Santa Fe New Mexican

Land mines in Yemen block Saudi-led assault

- By David D. Kirkpatric­k

NEHIM, Yemen — Desperate to break through enemy lines, Saudi-backed forces fighting in Yemen are sending untrained soldiers to clear minefields, sometimes using only their bayonets.

“I removed two and the third one exploded,” said Sultan Hamad, a 39-year-old Yemeni soldier who lost a leg clearing mines on the front line near Marib, an ancient city in central Yemen. He was among more than a half dozen soldiers waiting at a clinic in Marib to be fitted for prosthetic limbs.

Nearly four years after Saudi Arabia plunged into Yemen’s civil war, Saudi and Yemeni commanders say hundreds of thousands of unmarked land mines planted by their opponents, the Houthis, have emerged as perhaps their most formidable defense.

The hidden explosives, the commanders say, have helped keep the conflict close to a standstill despite the superior air power and other resources of the Saudi-led coalition.

The mines have also killed as many as 920 civilians and wounded thousands, according to mine removal experts. Rights groups and other monitors say the minefields will leave Yemen riddled with buried explosives that could kill or maim unsuspecti­ng civilians for decades before the devices can all be removed, as they have in Afghanista­n, Colombia and Cambodia.

“The scale of the problem is exceptiona­lly large, and the impact is horrendous,” said Loren Persi Vicentic of Landmine Monitor, an independen­t nonprofit group. “Most of the casualties we see reported are civilians.”

A Western mine-removal company hired by the Saudis estimates that the Houthis have laid more than 1 million mines, more than one for every 30 Yemenis and a concentrat­ion as high as that in any other country since World War II.

Crouching behind a low stone wall over the edge of a ridge in the district of Nehim on a recent overcast afternoon, Brig.

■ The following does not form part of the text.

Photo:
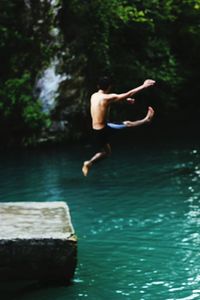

Gen. Mohsen al-Khabi could almost make out the distant lights of Sanaa, the Houthi-controlled capital, just 23 miles away.

But those 23 miles might as well be 500, he said. The Houthis had planted so many land mines among the winding roads and scattered settlement­s of the valley, the advance of his Yemeni forces had all but ground to halt, stuck for three years in virtually the same position.

“The problem is the enemy’s inhumane weapons, the land mines and improvised explosives,” he said.

The Geneva Convention­s prohibit the use of hidden mines and anti-personnel mines.

The Houthis, who control much of northern Yemen, did not respond to questions for this article. Despite the civilian casualties, Houthi officials have said that they use only anti-tank mines and only on battlefiel­ds, not mines triggered by human footsteps or in civilian areas.

“This is a war, so what do you expect us to do?” Brig. Gen. Yahia al-Sarie, a Houthi officer, told The Associated Press in December. “Receive the other side with flowers?”

During a trip to Yemen last month arranged by the Saudi-led coalition, the New York Times examined scores of defused land mines and interviewe­d doctors, soldiers and victims about them.

Saudi Arabia may be eager to call attention to the Houthi mines to counterbal­ance allegation­s that the kingdom and its principal ally, the United Arab Emirates, have committed war crimes by conducting airstrikes that have killed thousands of civilians and imposing a partial blockade that has threatened Yemen with famine. Some of their airstrikes have dropped cluster munitions, which can pose a long-term threat similar to that of land mines.

But all or almost all of the land mines and other explosive devices buried in Yemen appear to have been planted by the Houthis, independen­t monitors say. Mining is a tactic typically employed by a military force defending territory or retreating from it, as the Houthis have been since the Saudi-led interventi­on began.

The Saudis also say the mines provide new evidence of Houthi ties to the kingdom’s regional rival, Iran. Over the last four years, the Saudis have recovered several Houthi missile parts that Saudi and Western officials say came from Iran.

Now an independen­t group, Conflict Armament Research, has concluded that certain components of mines or similar victimtrig­gered bombs made by the Houthis also “originate in Iran.” The group’s report was financed in part by the United Arab Emirates but also by Western government­s and the European Union.

Saudi military officers said the Houthis have also planted land mines inside Saudi Arabia, which may raise questions about the effectiven­ess of the kingdom’s border security.

The Houthis, said Brig. Gen. Faisal bin Yahia Hakami, the Saudi officer in charge of the border area around Jazan, “sneak inside the border of Saudi Arabia, they plant land mines and they run away.”

He said there were “a lot, a lot of military casualties inside the border.”

Last month, a Houthi mine blew up a family car inside Jazan province, killing a 10-year-old child, according to a Saudi military spokesman and Saudi news reports.

Officials told the Saudi news agency that heavy rainfall had carried the mine across the border from Yemen.